Rabat – The people of algeria again came out in large numbers as part of the national Hirak Movement demanding democratic change. For the third Friday in a row since protests reemerged on February 22, Algerians are expressing their displeasure with a lack of economic opportunities, democratic governance, and declining living standards.
Algeria’s President Abdelmadjid Tebboune announced the date for legislative elections on Thursday, yet Algerians continued to call for more structural change. In the capital Algiers protests featured large signs that called for change. “No to political Islamism, no to military dictatorship,” a large sign stated.
Algeria’s Hirak (“movement”) protests are expressing lingering displeasure with a political system many see as unresponsive and undemocratic.
After a year dominated by COVID-19 measures, Hirak protests once again emerged after the one?? year anniversary on February 22 . While protests had disappeared amid the COVID-19 crisis, the demands of Algerians remained unchanged.
Algeria’s government has attempted to address concerns by announcing new elections and a cabinet reshuffle. President Tebboune himself has repeatedly painted himself a champion of Algeria’s Hirak Movement, crediting it as the foundation for its new constitution.

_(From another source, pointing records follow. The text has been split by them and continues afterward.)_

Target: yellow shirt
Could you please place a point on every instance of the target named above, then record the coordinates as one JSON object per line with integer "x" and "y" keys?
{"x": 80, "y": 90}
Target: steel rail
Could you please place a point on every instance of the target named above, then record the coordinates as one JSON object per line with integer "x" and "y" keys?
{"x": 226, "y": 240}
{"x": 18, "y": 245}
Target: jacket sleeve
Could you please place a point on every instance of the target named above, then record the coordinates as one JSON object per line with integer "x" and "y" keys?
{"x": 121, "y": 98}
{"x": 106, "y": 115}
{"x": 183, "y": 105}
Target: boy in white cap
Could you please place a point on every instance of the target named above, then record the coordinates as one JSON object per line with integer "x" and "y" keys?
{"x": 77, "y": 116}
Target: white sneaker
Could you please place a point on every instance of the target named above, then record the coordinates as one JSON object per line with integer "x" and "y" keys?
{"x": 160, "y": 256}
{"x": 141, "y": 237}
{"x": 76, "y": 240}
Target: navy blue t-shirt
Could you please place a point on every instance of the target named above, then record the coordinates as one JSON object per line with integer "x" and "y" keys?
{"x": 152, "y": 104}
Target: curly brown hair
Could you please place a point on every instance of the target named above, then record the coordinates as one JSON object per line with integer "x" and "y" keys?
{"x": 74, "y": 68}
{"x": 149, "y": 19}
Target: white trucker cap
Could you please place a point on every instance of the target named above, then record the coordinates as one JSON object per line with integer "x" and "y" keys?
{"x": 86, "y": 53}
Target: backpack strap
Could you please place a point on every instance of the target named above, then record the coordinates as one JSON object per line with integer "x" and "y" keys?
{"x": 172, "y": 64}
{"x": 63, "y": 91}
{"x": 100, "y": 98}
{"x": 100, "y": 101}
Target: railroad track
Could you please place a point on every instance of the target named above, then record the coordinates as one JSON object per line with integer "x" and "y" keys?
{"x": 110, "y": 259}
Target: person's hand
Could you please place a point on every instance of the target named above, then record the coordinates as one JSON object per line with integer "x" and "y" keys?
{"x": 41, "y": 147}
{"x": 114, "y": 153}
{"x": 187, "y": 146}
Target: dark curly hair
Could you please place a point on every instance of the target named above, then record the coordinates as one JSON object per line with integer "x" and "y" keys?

The referendum for Algeria’s constitution appears to contradict this assertion however, as a large majority of Algerians chose to boycott the referendum altogether.
On Friday, Hirak protesters in Algeria continued to chant anti-government slogans, demanding no less than a total overhaul of the country’s institutions. Many ridiculed the upcoming legislative elections as a democratic facade that has impressed few.
The renewed Hirak protests directly defy national COVID-19 measures and a heavy police presence on the streets of Algeria aimed to dissuade potential demonstrators. Algeria’s disaffected citizens did not appear impressed as tens of thousands continue to call for fundamental change and the end to the country’s opaque governing elite.